Nurturing the art ecosystem further are places like What About Art? located on Bandra’s 29th Road. The multidisciplinary art space includes an international artists’ residency, two studios and a project space dedicated to video art. The two-year-old not-for-profit residency also hosts talks and workshops. Its French director Eve Lemesle (she was the curator at an art centre on Canal Saint-Martin, Paris, before moving here in 2008) thinks there is a symbiotic environment in the suburb: “There are lots of collaborations between the art spaces, and we support each other. We provide affordable spaces so that artists can practise and become a part of this dynamic scene.”

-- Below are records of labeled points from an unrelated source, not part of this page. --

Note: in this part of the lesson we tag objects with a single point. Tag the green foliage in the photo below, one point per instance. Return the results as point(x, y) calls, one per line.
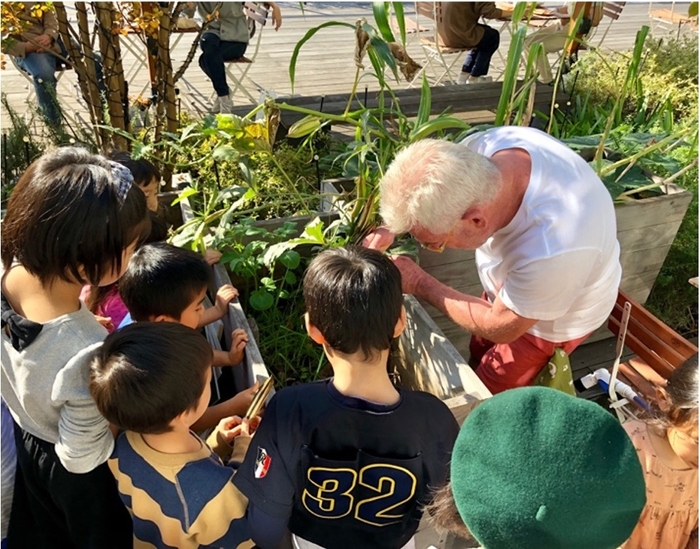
point(267, 271)
point(665, 90)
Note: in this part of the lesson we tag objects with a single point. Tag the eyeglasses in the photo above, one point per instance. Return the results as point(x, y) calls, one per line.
point(439, 248)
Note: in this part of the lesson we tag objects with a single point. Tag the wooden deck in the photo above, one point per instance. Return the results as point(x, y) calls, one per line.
point(325, 65)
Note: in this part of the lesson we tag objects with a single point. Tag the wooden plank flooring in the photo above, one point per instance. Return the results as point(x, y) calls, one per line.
point(325, 64)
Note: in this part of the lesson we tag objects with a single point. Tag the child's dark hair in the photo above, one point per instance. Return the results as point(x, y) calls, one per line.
point(97, 294)
point(682, 390)
point(353, 296)
point(65, 214)
point(143, 171)
point(148, 373)
point(163, 280)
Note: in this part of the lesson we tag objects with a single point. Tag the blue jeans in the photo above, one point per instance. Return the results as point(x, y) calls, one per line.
point(42, 68)
point(214, 53)
point(479, 58)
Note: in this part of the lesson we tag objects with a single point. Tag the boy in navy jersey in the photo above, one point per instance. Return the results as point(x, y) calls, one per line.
point(348, 462)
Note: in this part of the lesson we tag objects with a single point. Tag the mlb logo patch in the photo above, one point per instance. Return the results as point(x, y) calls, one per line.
point(262, 463)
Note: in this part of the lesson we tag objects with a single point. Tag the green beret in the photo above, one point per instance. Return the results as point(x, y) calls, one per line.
point(535, 468)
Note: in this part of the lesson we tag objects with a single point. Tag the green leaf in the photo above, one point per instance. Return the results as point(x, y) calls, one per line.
point(425, 101)
point(309, 34)
point(400, 20)
point(305, 126)
point(261, 300)
point(225, 153)
point(139, 150)
point(290, 259)
point(381, 18)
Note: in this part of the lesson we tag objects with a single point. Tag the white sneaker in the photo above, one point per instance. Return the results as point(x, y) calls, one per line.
point(479, 79)
point(463, 78)
point(224, 104)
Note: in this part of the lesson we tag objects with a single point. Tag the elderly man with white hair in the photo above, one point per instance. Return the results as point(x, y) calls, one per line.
point(543, 227)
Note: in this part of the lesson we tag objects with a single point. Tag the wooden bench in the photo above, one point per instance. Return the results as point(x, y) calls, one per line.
point(456, 99)
point(659, 349)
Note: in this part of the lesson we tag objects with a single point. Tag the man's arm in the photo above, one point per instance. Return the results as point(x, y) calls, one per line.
point(494, 322)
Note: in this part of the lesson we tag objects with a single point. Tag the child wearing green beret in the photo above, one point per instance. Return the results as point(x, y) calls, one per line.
point(535, 468)
point(668, 450)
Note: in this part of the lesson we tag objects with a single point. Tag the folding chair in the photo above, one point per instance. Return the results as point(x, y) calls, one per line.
point(612, 11)
point(256, 13)
point(434, 52)
point(669, 20)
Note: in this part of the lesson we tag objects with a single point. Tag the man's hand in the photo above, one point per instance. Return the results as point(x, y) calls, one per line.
point(223, 297)
point(239, 339)
point(212, 256)
point(380, 239)
point(276, 16)
point(411, 274)
point(44, 40)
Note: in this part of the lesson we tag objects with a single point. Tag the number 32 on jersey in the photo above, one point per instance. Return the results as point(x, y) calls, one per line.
point(385, 490)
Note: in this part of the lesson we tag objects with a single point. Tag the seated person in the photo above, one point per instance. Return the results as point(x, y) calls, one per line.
point(152, 380)
point(38, 51)
point(225, 38)
point(348, 462)
point(164, 283)
point(460, 28)
point(33, 51)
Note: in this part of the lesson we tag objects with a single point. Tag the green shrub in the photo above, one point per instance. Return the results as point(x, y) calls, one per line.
point(668, 80)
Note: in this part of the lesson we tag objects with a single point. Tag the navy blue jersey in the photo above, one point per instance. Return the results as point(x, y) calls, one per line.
point(348, 473)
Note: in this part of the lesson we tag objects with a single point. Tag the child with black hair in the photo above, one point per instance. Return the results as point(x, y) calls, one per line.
point(164, 283)
point(348, 462)
point(668, 450)
point(105, 301)
point(151, 379)
point(73, 218)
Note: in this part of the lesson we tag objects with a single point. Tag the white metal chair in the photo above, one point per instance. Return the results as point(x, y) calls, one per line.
point(257, 15)
point(435, 54)
point(669, 20)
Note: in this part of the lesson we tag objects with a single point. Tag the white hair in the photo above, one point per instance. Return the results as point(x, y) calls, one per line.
point(431, 183)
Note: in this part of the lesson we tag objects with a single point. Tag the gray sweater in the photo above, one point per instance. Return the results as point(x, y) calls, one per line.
point(45, 387)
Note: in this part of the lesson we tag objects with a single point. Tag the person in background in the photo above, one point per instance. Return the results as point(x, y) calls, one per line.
point(668, 450)
point(33, 50)
point(225, 38)
point(535, 468)
point(460, 28)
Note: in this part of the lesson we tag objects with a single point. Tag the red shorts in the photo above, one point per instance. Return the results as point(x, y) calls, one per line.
point(508, 365)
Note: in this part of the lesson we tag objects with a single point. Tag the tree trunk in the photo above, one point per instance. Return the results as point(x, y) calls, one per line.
point(113, 70)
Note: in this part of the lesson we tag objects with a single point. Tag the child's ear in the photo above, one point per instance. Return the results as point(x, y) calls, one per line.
point(400, 323)
point(162, 318)
point(314, 333)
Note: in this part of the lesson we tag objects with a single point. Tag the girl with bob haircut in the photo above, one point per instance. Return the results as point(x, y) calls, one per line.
point(74, 218)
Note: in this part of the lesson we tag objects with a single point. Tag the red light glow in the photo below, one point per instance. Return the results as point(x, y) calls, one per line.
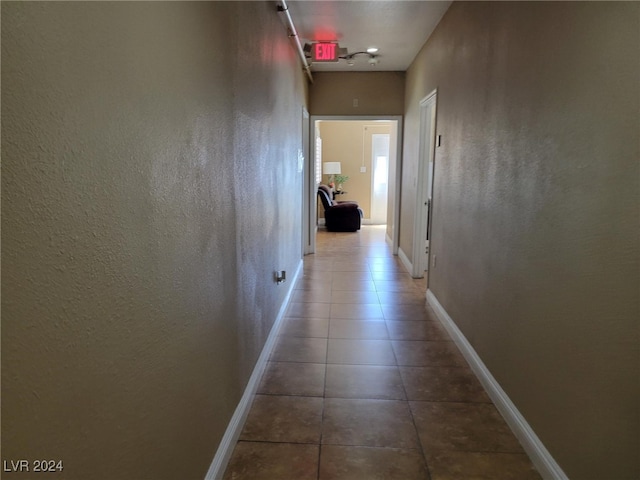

Independent curator Gitanjali Dang runs Khanabadosh, a travelling arts lab which has held projects at What About Art? The turnout for its event was “reasonable”: “Art projects are by no measure blockbusters, so we don’t expect droves. There’s a different crowd around here: young people from in and around the area who don’t make it to south Mumbai but are interested regardless.” As an example, she cites the Compasswallah’s History of Spirals workshop, which saw a dozen enthusiastic people turn up on a Sunday morning, much to the curator’s surprise.
Eat your art out
Art has also found a home for itself in the many eateries, cafes and bars in the area. Take your pick from Monkey Bar (where the ape is ever-present in the form of murals), Gostana (which has exhibited works by Ajungla Imchen), IBar (which hosts food and art pairings), and Pali Bhavan (with antique photographs lining the walls). Arpana Gvalani, owner of Gostana, one of the eateries where art mingles with food, mentions that many people show interest in the art exhibited at restaurants.
Contemporary artist Jitish Kallat, along with his artist wife Reena Saini Kallat, has been a resident of Pali Hill for 11 years. He believes the suburb has immense artistic potential and provides much inspiration as well. "Given the presence of the past in the form of Chimbai, Chuim and Pali villages, the water-front promenades and amphitheatres at Bandstand and Carter Road, all ensure that the air is festooned with inspiration," he observes. Amlani, however, feels that Bandra’s trump card is the strong sense of community. "The locals celebrate the arts and life. And it has developed from the queen of the suburbs to the heart of Mumbai very quickly," he adds.
Once an iconic bakery, it was bought by restaurateur Riyaz Amlani and is now a venue for events. (HT Photos/ Pratham Gokhale, Satish Bate, Pramod Thakur)
However, not all is well. Everyone wants to live in Bandra, and every restaurant worth its salt is trying to open here. The result? Real estate is prohibitively expensive. “The gentrification of Bandra is making it tough to manage finances. Not all artists are well-to-do. For them, it is no longer affordable, so they might be forced to move out,” observes Arjun Bahl of St+art India Foundation.Rents notwithstanding, succour comes from the spaces, and the people running them. We only collaborate with spaces we get for gratis and some people here are open to the idea," says Dang.
Looking for answers on the street is urban artist Harshvardhan Kadam, who travels and ‘performs a mural’. He works under the alias ‘inkbrushnme’ and has created murals at Nagrana Lane. His take is apt to sum up the art movement: “Bandra still has that flavour of ‘Bombay’ (sic), and that should not be lost. The area has the right vibe, but that will remain only if its locals and their interaction is made the central point while developing the area.”